De ce travail, le public attendait maintenant avec un intérêt tous les jours grandissant les premiers résultats. Un nouveau mouvement napoléonien se déclenchait. Marbot venait d’apparaître ; que les célèbres Mémoires fussent ou non authentiques, série de galéjades ou chronique épique, qu’importait à la plupart ? Le hussard évoquait toute l’épopée et c’était assez. Et voici qu’après 1892, une légion de soldats se levaient pour joindre leurs voix à celles de ce Gascon, qui tous n’étaient pas si gascons, généraux, colonels, capitaines, sergents, simples grenadiers, vélites et lanciers, de Thiébault à Coignet, de Lejeune à Bourgogne. Et M. Georges d’Esparbès pouvait, en s’en inspirant, écrire sa brillante Légende de l’Aigle. Ensuite vinrent les ministres, les préfets, les dames de la cour, les bourgeois de la ville, les médecins, les domestiques — qui encore ? Tous les portefeuilles furent vidés, tous les tiroirs raclés. Et aux Mémoires se mêlèrent les Correspondances et aux correspondances par milliers les pièces d’archives. On édita ; on réédita ; les vieux écrits reparurent, la duchesse d’Abrantès et Ségur à côté des nouveaux. La librairie historique ne chôma plus : certaines années virent éclore jusqu’à quinze volumes de Mémoires sur le Consulat et l’Empire.

Le 4 novembre 1893 Victorien Sardou, grand flaireur de vent, avait fait jouer sa charmante Madame Sans-Gêne et ce fut un des grands succès du siècle. Dès lors le théâtre reprit Napoléon : parfois trois pièces napoléoniennes en un an — jusqu’à l’éclatante première de l’Aiglon où Flambeau, dit Flambart, fut acclamé.

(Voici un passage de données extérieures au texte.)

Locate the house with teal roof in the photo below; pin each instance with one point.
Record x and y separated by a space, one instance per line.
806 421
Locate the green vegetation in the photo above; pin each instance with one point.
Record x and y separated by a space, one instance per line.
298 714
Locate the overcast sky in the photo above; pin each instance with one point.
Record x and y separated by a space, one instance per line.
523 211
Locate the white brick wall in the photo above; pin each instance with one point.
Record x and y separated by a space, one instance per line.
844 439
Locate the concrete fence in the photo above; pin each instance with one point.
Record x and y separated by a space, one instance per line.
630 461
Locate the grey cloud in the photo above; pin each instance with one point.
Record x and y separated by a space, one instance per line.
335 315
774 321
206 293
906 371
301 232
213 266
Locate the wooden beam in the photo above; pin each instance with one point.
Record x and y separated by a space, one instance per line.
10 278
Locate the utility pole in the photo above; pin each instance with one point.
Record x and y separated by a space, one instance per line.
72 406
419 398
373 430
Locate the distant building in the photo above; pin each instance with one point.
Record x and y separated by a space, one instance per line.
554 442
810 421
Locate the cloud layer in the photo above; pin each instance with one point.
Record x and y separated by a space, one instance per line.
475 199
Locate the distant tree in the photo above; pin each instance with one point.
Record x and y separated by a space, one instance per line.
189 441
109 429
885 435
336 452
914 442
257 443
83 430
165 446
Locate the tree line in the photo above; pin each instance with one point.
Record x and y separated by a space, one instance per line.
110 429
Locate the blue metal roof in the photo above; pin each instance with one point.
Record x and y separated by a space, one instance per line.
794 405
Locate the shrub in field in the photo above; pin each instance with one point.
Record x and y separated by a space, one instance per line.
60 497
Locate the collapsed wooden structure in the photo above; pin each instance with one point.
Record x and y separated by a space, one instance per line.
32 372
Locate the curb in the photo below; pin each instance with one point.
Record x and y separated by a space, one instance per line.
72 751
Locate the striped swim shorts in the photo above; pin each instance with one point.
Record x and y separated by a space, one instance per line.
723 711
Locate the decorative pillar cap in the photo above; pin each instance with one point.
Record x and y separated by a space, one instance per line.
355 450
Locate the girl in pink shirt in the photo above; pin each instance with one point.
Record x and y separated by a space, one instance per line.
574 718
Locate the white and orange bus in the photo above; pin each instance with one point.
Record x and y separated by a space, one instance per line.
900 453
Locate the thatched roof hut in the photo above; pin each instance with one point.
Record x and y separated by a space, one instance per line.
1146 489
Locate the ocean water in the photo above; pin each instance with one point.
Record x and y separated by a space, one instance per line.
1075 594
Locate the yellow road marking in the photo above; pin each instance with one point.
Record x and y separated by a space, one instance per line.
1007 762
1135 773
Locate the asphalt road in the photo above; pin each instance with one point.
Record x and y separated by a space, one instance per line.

Alors parurent les premiers tomes des grandes œuvres attendues et l’histoire se mit enfin à parler. On sait quelle œuvre énorme elle a accomplie. M. Frédéric Masson en peut revendiquer la plus grosse part ; il vient seulement de clore cette série de volumes. Napoléon et sa Famille, qui restera un des monuments les plus riches, les plus considérables, et les plus singuliers élevés à la mémoire impériale. Sur les 26 volumes d’études napoléoniennes sortis de sa plume, ces 13 tomes font un ensemble sur lequel je me suis ailleurs amplement expliqué. Dès 1904, Henry Houssaye avait clos, avec son troisième tome de 1815, la série des études passionnantes entreprises en 1887 sur la chute de l’Empereur ; et, la même année, Albert Sorel avait publié, avec le dernier tome de son admirable ouvrage de l’Europe et la Révolution, les conclusions de l’œuvre dont Napoléon remplissait les quatre derniers volumes. Entre temps, Albert Vandal, après avoir apporté, avec Napoléon et Alexandre, la contribution la plus importante qui fût à l’histoire diplomatique du règne, avait fait paraître cet Avènement de Bonaparte qui reste le modèle du genre. Enfin M. Arthur Chuquet, avec la Jeunesse, mise en œuvre, en partie, du curieux recueil de documents, Napoléon Inconnu, publié dès 1895 par M. Frédéric Masson, balayait définitivement les légendes qui avaient entouré les années d’école et de garnison. Plus de cent historiens, au bas mot, apportaient, pendant ces trente dernières années, le résultat de leurs travaux et il paraît bien, après cette enquête énorme, que l’Homme se dégage enfin de sa légende.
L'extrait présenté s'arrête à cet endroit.